被疑者ノートとは、弁護人が、取調べ情況の記録を求めて被疑者に差し入れるノートです。
弁護人が、被疑者と接見する際に、これを見せてもらって、実際の取調べ情況を把握し、今後の弁護活動に役立てることを予定しています。

具体的にはどのようなことを取り調べられたのか、取調官はどのようなことに関心を示していたか等の取調べ事項に関しての他、取調べの際の取調官の態度やこれに対する被疑者の対応等、多くの項目があります。
被疑事実を否認している場合には、被疑者ノートにより、取調官が被疑者の供述のどの部分を特に不審に思っているのかを把握しやすくなり、弁護活動には非常に有益です。

また、違法な取調べが行われた場合には、被疑者ノートは、取調べの違法性を基礎づける事実を立証する証拠となり得ます。「てめぇこのやろう」「ばかやろう」等の罵声を浴びせられたりした場合には、すぐにノートに書き留めましょう。

取調べは密室で行われるため、仮に違法な取調べがなされた場合に、これを立証する証拠を揃えるのは困難です。しかし、往々にして違法な取調べによって自白が強要される事があるため、とりわけ否認事件の場合には、必ず被疑者ノートを作成するべきといえます。

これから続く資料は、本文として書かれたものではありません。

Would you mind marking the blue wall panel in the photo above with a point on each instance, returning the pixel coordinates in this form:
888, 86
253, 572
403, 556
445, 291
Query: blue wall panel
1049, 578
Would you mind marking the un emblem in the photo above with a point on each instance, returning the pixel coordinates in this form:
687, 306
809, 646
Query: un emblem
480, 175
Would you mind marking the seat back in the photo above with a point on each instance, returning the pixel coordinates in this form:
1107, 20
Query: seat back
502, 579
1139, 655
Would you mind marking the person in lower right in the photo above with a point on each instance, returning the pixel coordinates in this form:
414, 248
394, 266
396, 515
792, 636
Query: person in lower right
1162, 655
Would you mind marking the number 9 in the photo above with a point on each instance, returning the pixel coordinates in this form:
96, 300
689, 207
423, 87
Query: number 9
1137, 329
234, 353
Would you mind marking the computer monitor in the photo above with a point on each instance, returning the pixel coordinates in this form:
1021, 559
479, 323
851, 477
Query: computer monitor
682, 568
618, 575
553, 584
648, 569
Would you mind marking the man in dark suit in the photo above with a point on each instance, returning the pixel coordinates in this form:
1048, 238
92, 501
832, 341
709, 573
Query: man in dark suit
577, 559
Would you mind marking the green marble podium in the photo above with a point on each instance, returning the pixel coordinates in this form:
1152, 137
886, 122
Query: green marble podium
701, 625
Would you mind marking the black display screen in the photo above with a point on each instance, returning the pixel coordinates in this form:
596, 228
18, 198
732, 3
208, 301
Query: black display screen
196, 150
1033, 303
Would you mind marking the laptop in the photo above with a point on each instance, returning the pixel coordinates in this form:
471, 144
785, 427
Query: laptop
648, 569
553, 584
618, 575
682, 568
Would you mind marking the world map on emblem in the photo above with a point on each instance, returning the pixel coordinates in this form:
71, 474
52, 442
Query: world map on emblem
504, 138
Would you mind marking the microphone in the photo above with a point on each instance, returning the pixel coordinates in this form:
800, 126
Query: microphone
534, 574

ただ、弁護人が被疑者ノートを被疑者に差し入れる義務はありません。また、被疑者ノートという類のものが広く認知されたのは、ごく最近の事であるため、ベテラン弁護士の中には、その存在を知らない人もいるようです。
そのため、弁護人が自主的に被疑者ノートを差し入れてこない場合もありますので、逮捕された被疑者は、弁護人に対して、被疑者ノートが欲しいことを積極的に伝えるといいでしょう。